Research and analysis

China: yangtze river economic zone proposal

Published 13 May 2014

0.1 Summary

Li Keqiang uses visit to Chongqing to urge establishment of gigantic Yangtze River Economic Belt ‘super-zone,’ covering almost half of China’s population. Details on the new zone are scarce, but Li’s backing now makes it part of the Chinese economic lexicon.

0.2 Detail

Premier Li Keqiang paid a surprise visit to Chongqing last week. At first his itinerary puzzled observers: rather than fly direct to Chongqing, he first stopped off at lesser-known Yangtze River port Wanzhou, then covered the last 300km by boat. The seniority of Li’s delegation dazzled the media: he came with Vice Premier Zhang Gaoli, PBOC Governor Zhou Xiaochuan, senior leaders from NDRC and 10 other provinces.

All became clear the next day, when Li used a public meeting to promote the concept of a ‘Yangtze River Belt Economic Zone.’ The proposed ‘super-zone’ would link the existing Yangtze River Delta SEZ (16 cities in Shanghai, Zhejiang and Jiangsu) with the Chongqing-Chengdu (Chengyu) economic corridor, as well as a swathe of Yangtze-river cities and provinces in between. The affected territory incorporates almost half of China’s population and 41% of its GDP. The presence of Zhang, Zhou, and NDRC leaders indicates concrete government support for the concept.

0.3 What exactly would this new zone do?

Details are scarce, but the idea of the zone is to break down physical and administrative barriers to economic cooperation along the length of the river. Whilst the Yangtze River is already the world’s busiest inland river, Li thinks it has even greater potential, and wants to see a range of infrastructure investment (think damming and dredging) as well as better administration. On the administrative side, the ambition is less inter-provincial competition, and more higher-level, co-operative economic planning. The zone and its high level backing will also strengthen the hand of local governments in the competition for resources from the centre.

0.4 Economic stimulation and the new Silk Road

The discussion occurred against the backdrop of the lingering economic slowdown in China’s costal area. Li hopes that the Yangtze River Economic Belt will release inland China’s enormous market potential. Western China is still in need of massive infrastructure investment, which is often financed by murky loans.

Observers have mixed feelings about the new Belt. Official media glorified the idea, but one commentator gave a pessimistic view: “SEZ succeeded in the past because America, Korea and Japan formed a market for cheap products in coastal China; if the government ignores market needs, it won’t deliver growth by simply drawing circles on the map.”

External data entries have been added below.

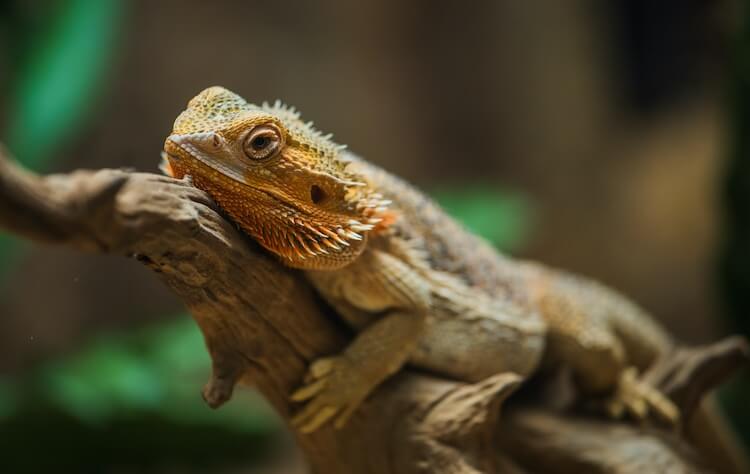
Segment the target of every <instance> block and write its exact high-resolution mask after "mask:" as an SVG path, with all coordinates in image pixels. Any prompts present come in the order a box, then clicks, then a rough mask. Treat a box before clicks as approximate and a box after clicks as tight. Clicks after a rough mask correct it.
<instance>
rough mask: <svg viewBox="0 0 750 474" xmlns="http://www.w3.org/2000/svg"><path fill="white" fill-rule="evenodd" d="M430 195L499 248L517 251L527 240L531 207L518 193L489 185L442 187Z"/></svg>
mask: <svg viewBox="0 0 750 474" xmlns="http://www.w3.org/2000/svg"><path fill="white" fill-rule="evenodd" d="M432 194H433V196H434V197H435V199H436V200H437V201H438V202H439V203H440V205H441V206H443V208H444V209H445V210H446V211H448V213H450V214H451V215H452V216H454V217H455V218H456V219H458V220H459V221H461V222H462V223H463V224H464V225H465V226H466V227H467V228H468V229H469V230H471V231H472V232H474V233H476V234H478V235H481V236H482V237H484V238H485V239H487V240H489V241H490V242H492V243H493V244H494V245H495V246H496V247H498V248H499V249H502V250H513V249H516V248H518V246H519V245H520V244H522V243H523V241H524V239H525V237H526V232H527V230H528V228H529V225H530V220H531V216H532V213H531V205H530V203H529V202H528V201H527V200H526V199H525V197H524V196H522V195H520V194H514V193H511V192H507V191H503V190H499V189H498V186H497V185H490V184H484V185H483V184H479V185H471V186H468V185H466V184H461V185H456V186H452V187H448V186H444V187H442V188H439V189H436V190H435V191H434V192H433V193H432Z"/></svg>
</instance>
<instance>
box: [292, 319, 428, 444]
mask: <svg viewBox="0 0 750 474" xmlns="http://www.w3.org/2000/svg"><path fill="white" fill-rule="evenodd" d="M424 321H425V317H424V315H423V314H412V313H408V312H404V311H394V312H392V313H390V314H388V315H387V316H384V317H382V318H381V319H379V320H377V321H376V322H375V323H373V324H372V325H371V326H369V327H368V328H367V329H366V330H365V331H364V332H362V333H360V334H359V336H357V338H356V339H355V340H354V342H352V344H350V345H349V347H347V348H346V349H345V350H344V351H343V352H342V353H341V354H339V355H336V356H332V357H324V358H321V359H318V360H316V361H315V362H313V363H312V365H311V366H310V370H309V371H308V374H307V377H306V379H305V383H306V385H305V386H303V387H302V388H300V389H299V390H297V391H296V392H294V393H293V394H292V397H291V398H292V400H294V401H297V402H302V401H308V400H309V402H308V403H307V405H306V406H305V407H304V408H303V409H302V411H301V412H300V413H299V414H297V415H296V416H295V417H294V418H293V419H292V424H293V425H295V426H297V427H298V428H299V429H300V431H302V432H303V433H308V432H312V431H315V430H317V429H318V428H319V427H320V426H322V425H323V424H324V423H326V422H327V421H329V420H331V419H333V418H335V421H334V426H335V427H336V428H340V427H341V426H343V425H344V424H345V423H346V421H347V420H348V419H349V417H350V416H351V415H352V413H353V412H354V411H355V410H356V409H357V407H358V406H359V405H360V404H361V403H362V401H363V400H364V399H365V398H366V397H367V395H369V394H370V392H372V390H373V389H374V388H375V387H377V386H378V385H379V384H380V383H381V382H382V381H383V380H385V379H386V378H388V377H389V376H390V375H392V374H393V373H394V372H396V371H398V369H399V368H401V366H402V365H403V364H404V362H406V360H407V359H408V358H409V355H410V354H411V353H412V351H413V350H414V347H415V345H416V342H417V340H418V338H419V334H420V333H421V332H422V327H423V325H424Z"/></svg>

Li explained that the belt is also about linking all of China to global markets. “The Yangtze Belt is open to the global market in the east,” said Premier Li, referring to Shanghai’s long-established function as China’s window. “But it also opens to the west when connected with the Silk Road Economic Belt.” (whereby China is reconnecting itself to Central Asia through trade and joint investment in infrastructure). Because of its location and direct railway links with Europe through Central Asia , Chongqing wants to position itself as the strategic transit point linking the Yangtze and Silk Road Economic Belts.

0.5 Comment

Detailed plans have yet to be published. Success is not guaranteed, and will be measured over the coming decades, not years. There are also questions about whether the river really has capacity to take on more freight as Li envisages. And cross-provincial cooperation may be hindered by local officials’ inclination to protecting their own fiefdoms. But Li’s high profile push for the ‘Yangtze River Belt Economic Zone’ means it should soon become a solid part of the Chinese political-economic discourse.